IMPORTANT NOTE: From the moment Draco Malfoy called Hermione Granger a "mudblood" in that third novel, I needed him to become the series' hero. (I determined at an early date that Harry would have to die or vanish from his own story in order to close the messianic biofeedback loop.) Draco's wickedness is motivated entirely by his birth and his station, which leaves him perfectly positioned for an ecstasy of cathartic redemption. And, since Draco's father is such an idiotic, shallow, immoral, and power-hungry fool, it was very important to me that Draco achieve the prestige and authority craved so desperately by Malfoy père, but by means exactly opposite to the traditional Malfoy method — being a sneak and a liar and a bully and a masked terrorist. I wanted Draco to forfeit his life for committing the inexcusable sin of baseless and fatal prejudice: not by dying, which would have been gauche and old-fashioned of him, but by living a long and happy life as the sort of wizard who would never, ever, ever call anybody a mudblood. And what sort of wizard would never call someone a mudblood? A wizard whose wife and children are part Muggle! KAPOW. I think Rowling instinctively attempted to achieve this reversal, in her incompetent and ham-handed way, by denying Draco his father's magnificent head of platinum hair in that egregious epilogue — but in this, as in everything else about the story, she failed miserably. And who actually gives a shit about the motherfucker's stupid hair, anyway? Was Rowling really reading her own fanfic?

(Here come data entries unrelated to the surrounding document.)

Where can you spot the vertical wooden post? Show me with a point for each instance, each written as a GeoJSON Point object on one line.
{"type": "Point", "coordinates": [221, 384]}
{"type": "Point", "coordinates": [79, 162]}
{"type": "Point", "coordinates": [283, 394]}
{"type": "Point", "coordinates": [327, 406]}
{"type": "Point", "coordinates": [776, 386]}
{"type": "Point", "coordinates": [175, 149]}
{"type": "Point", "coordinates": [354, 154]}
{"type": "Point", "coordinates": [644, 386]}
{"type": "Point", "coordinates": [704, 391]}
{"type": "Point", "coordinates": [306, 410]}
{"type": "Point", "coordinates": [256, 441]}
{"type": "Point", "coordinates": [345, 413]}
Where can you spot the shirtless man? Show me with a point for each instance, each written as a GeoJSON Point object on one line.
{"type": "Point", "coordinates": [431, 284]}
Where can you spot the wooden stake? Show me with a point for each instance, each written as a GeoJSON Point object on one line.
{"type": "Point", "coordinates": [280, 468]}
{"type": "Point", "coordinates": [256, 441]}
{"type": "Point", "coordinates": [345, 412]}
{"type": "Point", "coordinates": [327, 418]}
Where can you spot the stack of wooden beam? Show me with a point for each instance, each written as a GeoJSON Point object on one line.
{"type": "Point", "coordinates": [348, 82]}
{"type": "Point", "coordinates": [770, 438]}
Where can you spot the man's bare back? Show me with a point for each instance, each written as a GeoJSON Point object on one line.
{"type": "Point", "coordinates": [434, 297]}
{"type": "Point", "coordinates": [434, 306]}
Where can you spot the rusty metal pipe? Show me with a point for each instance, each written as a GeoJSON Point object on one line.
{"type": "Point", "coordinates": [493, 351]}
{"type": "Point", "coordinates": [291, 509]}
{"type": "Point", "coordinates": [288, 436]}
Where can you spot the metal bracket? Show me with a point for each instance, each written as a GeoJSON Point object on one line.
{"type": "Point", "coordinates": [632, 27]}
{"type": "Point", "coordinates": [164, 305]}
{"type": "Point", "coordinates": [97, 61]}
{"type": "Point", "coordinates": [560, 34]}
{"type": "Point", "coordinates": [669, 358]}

# Characters who learned something from the unrelenting, divisive miseries of class warfare. Example: Maybe let's not sort our poor little bastard schoolchildren into retarded animal-cracker "Houses" which burden them — at age 11! — with inaccurate, arbitrary, pejorative, and enduring judgments of their moral fiber, not to mention saddling them with generations of baseless clan-oriented resentment and the seeds of social insurrection? The last survivors should've banded together and torn Hogwarts down, burned the stone, and salted the earth at the end of that final novel. It represents in three dimensions the wicked wizard-world hypocrisy that fueled Voldemort's evil, and it should never have been allowed to stand into perpetuity, inviolate in its amber gloss of everlasting, bigoted nostalgia.
# A point? Of some sort? I'm not picky.

If I had what I wanted out of life, I would've been bright enough at ages 19 through 27 to spend the time I wasted reading those worthless, idiot books on something potentially useful, like learning to shoplift or apply false eyelashes. Like, in the moment? Didn't even notice that Hogwarts is a fucking disgusting British boarding school. A BOARDING SCHOOL! FOR WIZARDS. IN BRITAIN. And that one's all me, and none of Rowling, and I have to carry it under my hat forever.

So, to borrow a useful trick:
SHORTER HARRY POTTER AND THE DEATHLY HALLOWS:
When you're a real grown-up, you'll be just exactly like everyone else, and all will be well. You'll age out of your oddness and your inconvenient rage, not to mention the useful cluster of survival skills you currently have at your disposal. Life will stop hurting, and also things will stop being demanded of you. You'll get married to a person of the appropriate gender and have lots of adorably mediocre children, and you'll probably own a nice brick house and some ungainly means of transportation, and you'll never feel even one more pang of existential pain. Won't that be lovely? And quiet? And not entirely unlike clinical brain death? Oh, 1953 was such a fantastic year, wasn't it?
SUBTEXTUAL SHORTER SHORTER HARRY POTTER AND THE DEATHLY HALLOWS:
Um. Have you just tried not being gay?